CYHCJan 22, 2020

ClassCode: An Interactive Teaching and Learning Environment for Programming Education in Classrooms

arXiv:2001.08194v1
AI Analysis

This work addresses the challenge of personalized learning in programming education for students and instructors in classroom settings, though it is incremental as it builds on existing interactive online learning systems.

The authors tackled the problem of disengagement and mismatched pacing in conventional programming classrooms by developing ClassCode, a web-based environment that allows students to learn at their own pace with interactive tutorials and exercises, and provides instructors with progress reports to adjust teaching in real-time, with user evaluations confirming its potential to address these issues.
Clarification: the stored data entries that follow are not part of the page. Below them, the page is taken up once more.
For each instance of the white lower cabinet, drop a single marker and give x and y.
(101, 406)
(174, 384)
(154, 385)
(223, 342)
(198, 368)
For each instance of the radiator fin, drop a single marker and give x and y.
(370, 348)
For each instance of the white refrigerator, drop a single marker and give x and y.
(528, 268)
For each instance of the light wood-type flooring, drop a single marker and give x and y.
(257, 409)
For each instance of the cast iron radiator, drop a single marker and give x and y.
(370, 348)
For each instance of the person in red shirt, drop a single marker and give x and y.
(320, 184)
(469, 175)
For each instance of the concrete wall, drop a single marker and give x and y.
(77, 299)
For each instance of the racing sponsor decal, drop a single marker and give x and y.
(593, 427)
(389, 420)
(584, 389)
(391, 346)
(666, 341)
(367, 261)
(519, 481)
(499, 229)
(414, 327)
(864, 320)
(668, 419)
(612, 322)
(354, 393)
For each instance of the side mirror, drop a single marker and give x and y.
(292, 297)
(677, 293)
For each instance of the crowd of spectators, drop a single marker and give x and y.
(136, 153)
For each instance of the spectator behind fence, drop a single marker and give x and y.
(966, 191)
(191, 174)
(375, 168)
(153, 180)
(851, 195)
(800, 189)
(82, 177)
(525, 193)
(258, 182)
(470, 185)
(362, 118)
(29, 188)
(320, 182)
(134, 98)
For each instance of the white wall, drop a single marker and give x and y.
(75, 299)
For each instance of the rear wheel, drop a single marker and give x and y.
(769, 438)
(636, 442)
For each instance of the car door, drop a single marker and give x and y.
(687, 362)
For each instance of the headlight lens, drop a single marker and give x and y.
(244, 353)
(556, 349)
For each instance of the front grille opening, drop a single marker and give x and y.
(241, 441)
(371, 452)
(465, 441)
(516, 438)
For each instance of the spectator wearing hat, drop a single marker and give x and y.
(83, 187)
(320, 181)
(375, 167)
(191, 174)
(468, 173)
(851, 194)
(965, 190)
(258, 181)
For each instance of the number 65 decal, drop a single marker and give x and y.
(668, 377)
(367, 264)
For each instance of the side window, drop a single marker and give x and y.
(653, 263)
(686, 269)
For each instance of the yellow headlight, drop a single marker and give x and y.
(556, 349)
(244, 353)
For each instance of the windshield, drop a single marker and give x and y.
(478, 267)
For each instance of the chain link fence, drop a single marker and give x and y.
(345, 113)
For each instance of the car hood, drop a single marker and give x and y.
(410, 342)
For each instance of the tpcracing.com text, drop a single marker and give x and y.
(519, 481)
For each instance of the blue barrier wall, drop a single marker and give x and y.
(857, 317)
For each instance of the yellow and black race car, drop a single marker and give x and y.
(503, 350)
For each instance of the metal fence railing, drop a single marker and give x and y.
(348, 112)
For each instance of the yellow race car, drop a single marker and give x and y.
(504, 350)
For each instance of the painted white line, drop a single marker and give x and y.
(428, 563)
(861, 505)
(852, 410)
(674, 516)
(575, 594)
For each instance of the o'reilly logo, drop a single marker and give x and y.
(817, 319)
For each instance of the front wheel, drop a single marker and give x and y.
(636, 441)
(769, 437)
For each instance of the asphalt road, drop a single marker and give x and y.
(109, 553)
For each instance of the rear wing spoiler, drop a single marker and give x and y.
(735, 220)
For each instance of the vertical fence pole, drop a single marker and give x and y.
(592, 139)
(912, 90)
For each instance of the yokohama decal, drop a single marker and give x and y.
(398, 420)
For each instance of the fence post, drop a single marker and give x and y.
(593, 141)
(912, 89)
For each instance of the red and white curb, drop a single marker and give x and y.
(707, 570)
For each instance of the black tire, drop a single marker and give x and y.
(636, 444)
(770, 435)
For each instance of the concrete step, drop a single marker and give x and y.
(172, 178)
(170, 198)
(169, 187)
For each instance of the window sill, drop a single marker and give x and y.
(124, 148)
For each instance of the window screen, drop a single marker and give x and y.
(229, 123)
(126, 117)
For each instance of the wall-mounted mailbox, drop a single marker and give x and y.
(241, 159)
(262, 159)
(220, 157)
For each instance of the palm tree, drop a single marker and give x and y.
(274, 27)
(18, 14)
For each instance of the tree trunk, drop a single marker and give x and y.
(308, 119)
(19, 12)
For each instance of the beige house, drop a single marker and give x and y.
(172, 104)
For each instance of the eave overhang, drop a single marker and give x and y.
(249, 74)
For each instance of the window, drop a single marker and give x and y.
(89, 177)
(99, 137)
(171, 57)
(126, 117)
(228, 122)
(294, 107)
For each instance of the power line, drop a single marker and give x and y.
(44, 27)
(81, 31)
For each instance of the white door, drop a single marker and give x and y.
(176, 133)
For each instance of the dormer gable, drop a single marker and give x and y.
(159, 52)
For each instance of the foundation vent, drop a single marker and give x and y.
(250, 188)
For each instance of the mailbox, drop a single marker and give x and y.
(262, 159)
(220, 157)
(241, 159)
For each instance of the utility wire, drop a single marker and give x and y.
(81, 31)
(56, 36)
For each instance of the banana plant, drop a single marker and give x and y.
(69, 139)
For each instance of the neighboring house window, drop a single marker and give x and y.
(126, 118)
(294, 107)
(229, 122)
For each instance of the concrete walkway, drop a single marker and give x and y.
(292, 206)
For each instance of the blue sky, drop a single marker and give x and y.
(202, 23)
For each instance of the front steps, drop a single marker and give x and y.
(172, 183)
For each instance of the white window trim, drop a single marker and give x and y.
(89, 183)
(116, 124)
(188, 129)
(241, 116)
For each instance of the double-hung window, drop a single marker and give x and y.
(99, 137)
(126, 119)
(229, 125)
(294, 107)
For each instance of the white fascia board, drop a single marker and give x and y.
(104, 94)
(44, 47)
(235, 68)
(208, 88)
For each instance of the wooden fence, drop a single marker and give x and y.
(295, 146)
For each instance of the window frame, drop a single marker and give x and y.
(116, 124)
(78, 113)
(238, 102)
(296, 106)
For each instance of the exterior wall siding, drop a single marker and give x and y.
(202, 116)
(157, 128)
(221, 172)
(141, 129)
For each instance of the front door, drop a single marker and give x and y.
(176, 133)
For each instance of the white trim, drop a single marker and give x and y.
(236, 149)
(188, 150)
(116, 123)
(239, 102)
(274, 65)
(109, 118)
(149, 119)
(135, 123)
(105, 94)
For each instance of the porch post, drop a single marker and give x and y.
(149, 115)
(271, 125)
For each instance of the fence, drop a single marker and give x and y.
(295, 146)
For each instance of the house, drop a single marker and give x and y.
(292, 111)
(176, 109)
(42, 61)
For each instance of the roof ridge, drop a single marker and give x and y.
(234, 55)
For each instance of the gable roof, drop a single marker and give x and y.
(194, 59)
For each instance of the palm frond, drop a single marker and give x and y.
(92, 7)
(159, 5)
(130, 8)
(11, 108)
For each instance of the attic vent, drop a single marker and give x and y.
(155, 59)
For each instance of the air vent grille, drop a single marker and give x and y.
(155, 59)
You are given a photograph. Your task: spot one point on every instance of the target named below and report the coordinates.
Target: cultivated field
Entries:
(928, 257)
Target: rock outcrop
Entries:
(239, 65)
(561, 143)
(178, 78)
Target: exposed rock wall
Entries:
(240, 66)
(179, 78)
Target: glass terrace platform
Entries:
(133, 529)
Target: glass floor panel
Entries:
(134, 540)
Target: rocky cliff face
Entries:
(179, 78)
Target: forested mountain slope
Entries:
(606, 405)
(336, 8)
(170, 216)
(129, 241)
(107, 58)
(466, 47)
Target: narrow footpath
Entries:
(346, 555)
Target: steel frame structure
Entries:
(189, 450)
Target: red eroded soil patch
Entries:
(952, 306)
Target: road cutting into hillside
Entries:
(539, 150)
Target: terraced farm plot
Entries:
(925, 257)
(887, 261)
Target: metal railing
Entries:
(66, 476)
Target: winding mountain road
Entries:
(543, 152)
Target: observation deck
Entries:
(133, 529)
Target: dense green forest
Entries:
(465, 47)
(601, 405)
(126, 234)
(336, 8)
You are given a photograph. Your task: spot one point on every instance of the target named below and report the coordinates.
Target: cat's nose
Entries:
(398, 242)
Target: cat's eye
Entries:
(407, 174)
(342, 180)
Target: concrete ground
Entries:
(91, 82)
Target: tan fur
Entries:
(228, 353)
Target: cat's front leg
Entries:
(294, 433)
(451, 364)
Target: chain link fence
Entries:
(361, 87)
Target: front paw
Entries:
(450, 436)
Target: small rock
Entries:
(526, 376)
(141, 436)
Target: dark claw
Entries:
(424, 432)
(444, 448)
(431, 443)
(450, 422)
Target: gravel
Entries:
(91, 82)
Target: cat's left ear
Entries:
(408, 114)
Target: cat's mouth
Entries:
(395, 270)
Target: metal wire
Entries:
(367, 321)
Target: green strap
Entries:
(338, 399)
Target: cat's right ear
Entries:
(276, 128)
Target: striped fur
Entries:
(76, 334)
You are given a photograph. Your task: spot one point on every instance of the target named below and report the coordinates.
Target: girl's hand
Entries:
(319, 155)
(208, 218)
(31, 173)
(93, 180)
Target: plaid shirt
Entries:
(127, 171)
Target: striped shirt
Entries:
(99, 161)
Programming education is becoming important as demands on computer literacy and coding skills are growing. Despite the increasing popularity of interactive online learning systems, many programming courses in schools have not changed their teaching format from the conventional classroom setting. We see two research opportunities here. Students may have diverse expertise and experience in programming. Thus, particular content and teaching speed can be disengaging for experienced students or discouraging for novice learners. In a large classroom, instructors cannot oversee the learning progress of each student, and have difficulty matching teaching materials with the comprehension level of individual students. We present ClassCode, a web-based environment tailored to programming education in classrooms. Students can take online tutorials prepared by instructors at their own pace. They can then deepen their understandings by performing interactive coding exercises interleaved within tutorials. ClassCode tracks all interactions by each student, and summarizes them to instructors. This serves as a progress report, facilitating the instructors to provide additional explanations in-situ or revise course materials. Our user evaluation through a small lecture and expert review by instructors and teaching assistants confirm the potential of ClassCode by uncovering how it could address issues in existing programming courses at universities.